Gaza, tregua scaduta. Ricominiciano i bombardamenti: un bimbo ucciso

Gersualemme, 8 ago. (LaPresse/AP) - La tregua umanitaria tra Israele e Hamas è terminata. Allo scadere del cessate il fuoco di tre giorni sono ricominciati i raid missilistici, che in poche ore hanno ucciso un bambino di 10 anni e ferito 11 persone nelle città a nord di Gaza, Rafah e Jabaliya. Appena conclusa la tregua una raffica di razzi è stata sparata contro il sud dello Stato Ebraico. I militari dell'esercito israeliano raccontano che un razzo è stato intercettato sulla città di Ashkelon, mentre gli altri hanno colpito aree aperte. Tre razzi Grad sono stati rivendicati dalla Jjhad islamica.

Il cessate il fuoco è scaduto alle 8 locali (7 in Italia) dopo colloqui indiretti al Cairo sui nuovi accordi di confine per la Striscia.

Il premier israeliano Benjamin Netanyahu ha dato ordine all'esercito di Tel Aviv di rispondere con forza al lancio di razzi sparati questa mattina da Hamas su Israele. Sono così iniziati nuovi raid su obiettivi a Gaza. Secondo la polizia palestinese Israele ha lanciato dieci attacchi aerei, ferendo 7 persone. La maggior parte dei missili ha colpito terre vuote e aziende agricole.
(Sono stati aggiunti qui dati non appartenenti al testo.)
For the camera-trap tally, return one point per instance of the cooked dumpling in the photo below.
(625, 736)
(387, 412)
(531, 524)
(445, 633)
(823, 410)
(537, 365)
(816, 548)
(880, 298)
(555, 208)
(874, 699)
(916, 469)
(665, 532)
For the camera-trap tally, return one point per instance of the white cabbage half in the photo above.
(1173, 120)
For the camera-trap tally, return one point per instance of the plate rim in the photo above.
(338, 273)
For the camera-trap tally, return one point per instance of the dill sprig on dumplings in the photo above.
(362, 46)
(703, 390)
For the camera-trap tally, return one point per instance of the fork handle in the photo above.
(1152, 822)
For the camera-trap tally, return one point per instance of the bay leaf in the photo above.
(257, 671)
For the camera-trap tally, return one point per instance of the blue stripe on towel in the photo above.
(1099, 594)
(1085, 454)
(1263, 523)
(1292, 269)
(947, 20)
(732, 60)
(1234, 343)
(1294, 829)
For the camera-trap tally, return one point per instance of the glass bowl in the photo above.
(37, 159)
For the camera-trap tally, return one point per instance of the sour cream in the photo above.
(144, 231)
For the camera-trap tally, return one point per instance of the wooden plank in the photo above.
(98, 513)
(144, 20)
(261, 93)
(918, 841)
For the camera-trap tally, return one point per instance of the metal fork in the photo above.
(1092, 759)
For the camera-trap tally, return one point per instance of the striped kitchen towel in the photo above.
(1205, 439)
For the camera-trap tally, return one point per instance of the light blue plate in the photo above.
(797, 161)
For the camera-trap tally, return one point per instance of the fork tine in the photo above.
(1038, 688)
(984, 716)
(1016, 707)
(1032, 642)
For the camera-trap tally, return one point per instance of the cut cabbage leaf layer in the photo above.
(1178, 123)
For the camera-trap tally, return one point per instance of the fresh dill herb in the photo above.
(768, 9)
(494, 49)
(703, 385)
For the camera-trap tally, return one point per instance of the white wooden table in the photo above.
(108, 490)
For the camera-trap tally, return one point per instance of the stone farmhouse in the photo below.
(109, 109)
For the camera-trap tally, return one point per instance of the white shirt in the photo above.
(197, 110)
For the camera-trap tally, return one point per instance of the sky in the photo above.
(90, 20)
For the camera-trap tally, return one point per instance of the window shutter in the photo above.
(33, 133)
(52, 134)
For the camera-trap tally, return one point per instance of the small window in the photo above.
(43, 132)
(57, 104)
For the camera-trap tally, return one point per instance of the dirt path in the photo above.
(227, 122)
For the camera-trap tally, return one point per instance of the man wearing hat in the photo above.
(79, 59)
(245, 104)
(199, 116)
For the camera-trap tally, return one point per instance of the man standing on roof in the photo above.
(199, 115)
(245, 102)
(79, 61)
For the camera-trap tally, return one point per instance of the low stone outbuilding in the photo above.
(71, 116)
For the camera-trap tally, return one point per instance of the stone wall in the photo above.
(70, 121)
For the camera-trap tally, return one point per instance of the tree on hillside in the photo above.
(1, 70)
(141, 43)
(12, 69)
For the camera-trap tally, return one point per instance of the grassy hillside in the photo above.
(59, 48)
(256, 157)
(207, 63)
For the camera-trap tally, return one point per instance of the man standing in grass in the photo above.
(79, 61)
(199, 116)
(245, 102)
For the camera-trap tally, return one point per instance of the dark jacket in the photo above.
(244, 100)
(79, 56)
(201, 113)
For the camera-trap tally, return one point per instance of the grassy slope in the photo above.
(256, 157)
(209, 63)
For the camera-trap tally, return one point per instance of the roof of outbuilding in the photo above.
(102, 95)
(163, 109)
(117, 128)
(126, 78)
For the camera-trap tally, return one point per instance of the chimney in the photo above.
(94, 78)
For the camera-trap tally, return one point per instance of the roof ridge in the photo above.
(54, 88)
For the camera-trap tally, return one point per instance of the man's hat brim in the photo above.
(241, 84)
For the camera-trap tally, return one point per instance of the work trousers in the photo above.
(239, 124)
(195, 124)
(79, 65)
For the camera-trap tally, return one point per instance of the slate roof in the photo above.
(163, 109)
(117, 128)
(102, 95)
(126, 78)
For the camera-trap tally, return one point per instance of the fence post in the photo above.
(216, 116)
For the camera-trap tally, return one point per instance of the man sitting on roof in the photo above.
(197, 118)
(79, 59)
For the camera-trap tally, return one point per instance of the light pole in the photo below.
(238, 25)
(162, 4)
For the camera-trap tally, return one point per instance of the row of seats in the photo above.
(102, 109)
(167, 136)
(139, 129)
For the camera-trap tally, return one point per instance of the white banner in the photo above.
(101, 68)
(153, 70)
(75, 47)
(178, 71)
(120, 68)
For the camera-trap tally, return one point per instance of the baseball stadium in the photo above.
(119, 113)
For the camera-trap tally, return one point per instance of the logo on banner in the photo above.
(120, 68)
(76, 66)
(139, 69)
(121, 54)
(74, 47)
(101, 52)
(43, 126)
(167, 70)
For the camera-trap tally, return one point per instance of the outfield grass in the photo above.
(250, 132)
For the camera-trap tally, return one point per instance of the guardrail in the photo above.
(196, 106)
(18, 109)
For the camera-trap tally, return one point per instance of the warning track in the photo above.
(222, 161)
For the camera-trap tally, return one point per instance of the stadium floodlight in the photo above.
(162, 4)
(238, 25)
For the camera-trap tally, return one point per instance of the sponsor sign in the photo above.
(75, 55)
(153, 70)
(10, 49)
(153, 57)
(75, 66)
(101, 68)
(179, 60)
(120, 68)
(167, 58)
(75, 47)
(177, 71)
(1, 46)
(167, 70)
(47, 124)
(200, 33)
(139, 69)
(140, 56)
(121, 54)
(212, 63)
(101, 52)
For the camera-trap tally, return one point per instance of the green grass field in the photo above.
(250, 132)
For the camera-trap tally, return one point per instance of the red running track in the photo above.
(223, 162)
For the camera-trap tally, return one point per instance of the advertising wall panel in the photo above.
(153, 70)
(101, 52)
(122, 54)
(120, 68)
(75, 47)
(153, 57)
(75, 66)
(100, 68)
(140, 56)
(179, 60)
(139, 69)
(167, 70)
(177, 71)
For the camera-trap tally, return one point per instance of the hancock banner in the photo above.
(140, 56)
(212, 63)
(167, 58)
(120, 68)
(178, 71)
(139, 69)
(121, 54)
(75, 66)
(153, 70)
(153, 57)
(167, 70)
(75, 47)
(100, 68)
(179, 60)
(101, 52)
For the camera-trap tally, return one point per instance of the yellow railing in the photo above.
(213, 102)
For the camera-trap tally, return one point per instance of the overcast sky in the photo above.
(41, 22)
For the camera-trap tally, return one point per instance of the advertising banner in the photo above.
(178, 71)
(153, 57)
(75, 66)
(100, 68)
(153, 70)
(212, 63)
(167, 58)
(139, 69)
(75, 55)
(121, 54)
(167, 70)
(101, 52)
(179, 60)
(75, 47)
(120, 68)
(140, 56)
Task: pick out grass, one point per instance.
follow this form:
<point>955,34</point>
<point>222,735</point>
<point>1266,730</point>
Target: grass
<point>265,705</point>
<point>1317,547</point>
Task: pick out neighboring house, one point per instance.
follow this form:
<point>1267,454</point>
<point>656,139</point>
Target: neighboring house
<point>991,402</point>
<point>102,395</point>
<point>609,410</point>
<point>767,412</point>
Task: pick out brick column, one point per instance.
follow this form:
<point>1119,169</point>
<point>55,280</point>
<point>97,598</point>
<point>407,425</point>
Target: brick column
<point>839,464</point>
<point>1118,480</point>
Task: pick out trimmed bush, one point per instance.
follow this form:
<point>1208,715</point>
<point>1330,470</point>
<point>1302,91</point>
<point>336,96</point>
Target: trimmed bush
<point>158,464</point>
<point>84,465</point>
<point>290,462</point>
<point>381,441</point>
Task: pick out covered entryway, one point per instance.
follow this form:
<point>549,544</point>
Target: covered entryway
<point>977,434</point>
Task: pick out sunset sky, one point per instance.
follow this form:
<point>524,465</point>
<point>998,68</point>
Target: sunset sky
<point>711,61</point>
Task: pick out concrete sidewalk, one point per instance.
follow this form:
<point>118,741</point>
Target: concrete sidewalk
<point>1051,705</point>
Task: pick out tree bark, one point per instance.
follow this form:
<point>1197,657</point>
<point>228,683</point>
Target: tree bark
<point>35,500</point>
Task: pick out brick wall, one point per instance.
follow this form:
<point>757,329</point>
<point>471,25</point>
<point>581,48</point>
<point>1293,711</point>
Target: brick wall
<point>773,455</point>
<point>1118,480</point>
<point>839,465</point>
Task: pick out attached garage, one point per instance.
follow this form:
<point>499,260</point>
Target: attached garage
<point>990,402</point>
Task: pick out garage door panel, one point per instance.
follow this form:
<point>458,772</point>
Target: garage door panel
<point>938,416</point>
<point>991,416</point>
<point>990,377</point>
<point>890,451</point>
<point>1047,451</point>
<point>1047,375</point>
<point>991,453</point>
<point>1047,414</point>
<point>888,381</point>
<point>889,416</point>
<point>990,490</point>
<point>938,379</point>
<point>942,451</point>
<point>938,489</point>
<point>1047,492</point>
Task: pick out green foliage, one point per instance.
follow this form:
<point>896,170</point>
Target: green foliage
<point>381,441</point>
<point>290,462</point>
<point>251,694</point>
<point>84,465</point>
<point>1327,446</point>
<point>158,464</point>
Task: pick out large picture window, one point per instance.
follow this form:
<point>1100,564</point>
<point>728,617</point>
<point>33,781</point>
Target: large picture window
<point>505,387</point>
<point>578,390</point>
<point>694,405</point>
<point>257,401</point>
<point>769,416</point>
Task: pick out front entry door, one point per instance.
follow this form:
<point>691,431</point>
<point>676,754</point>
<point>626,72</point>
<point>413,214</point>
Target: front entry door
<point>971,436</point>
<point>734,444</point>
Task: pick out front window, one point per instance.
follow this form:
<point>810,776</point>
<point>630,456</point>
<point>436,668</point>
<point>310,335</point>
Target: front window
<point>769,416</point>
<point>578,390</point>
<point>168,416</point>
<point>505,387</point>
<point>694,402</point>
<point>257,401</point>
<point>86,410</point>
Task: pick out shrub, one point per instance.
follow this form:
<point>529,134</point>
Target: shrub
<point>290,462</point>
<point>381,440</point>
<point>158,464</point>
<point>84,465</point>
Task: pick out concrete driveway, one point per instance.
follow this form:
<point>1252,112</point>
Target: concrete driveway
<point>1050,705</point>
La ripresa delle violenze ha messo in dubbio il proseguimento dei negoziati al Cairo. Hamas ha deciso di non estendere il cessate il fuoco perché il gruppo militante ha visto respinte tutte le richieste di Hamas nei colloqui del Cairo. Così la delegazione israeliana al Cairo fa ritorno in Israele. Il ministro dell'Economia israeliano Naftali Bennett ha chiesto al governo di ritirare la sua delegazione al Cairo immediatamente. "Ricordo che l'operazione margine protettivo non è ancora terminata e Hamas non è stato sconfitto. Israeliani devono essere forti e preparati per ciò che è a venire".

Ieri, le brigate al-Qassam, ala militare di Hamas, hanno scritto in un messaggio di testo che non ci sarà un'estensione del cessate il fuoco senza un accordo per togliere in modo permanente il blocco su Gaza. Inoltre il portavoce delle brigate ha aggiunto che Hama "è pronta ad andare di nuovo in guerra", minacciando una guerra di logoramento a lungo termine che paralizzerebbe la vita nelle grandi città israeliane e interromperebbe il traffico aereo nell'aeroporto internazionale di Tel Aviv.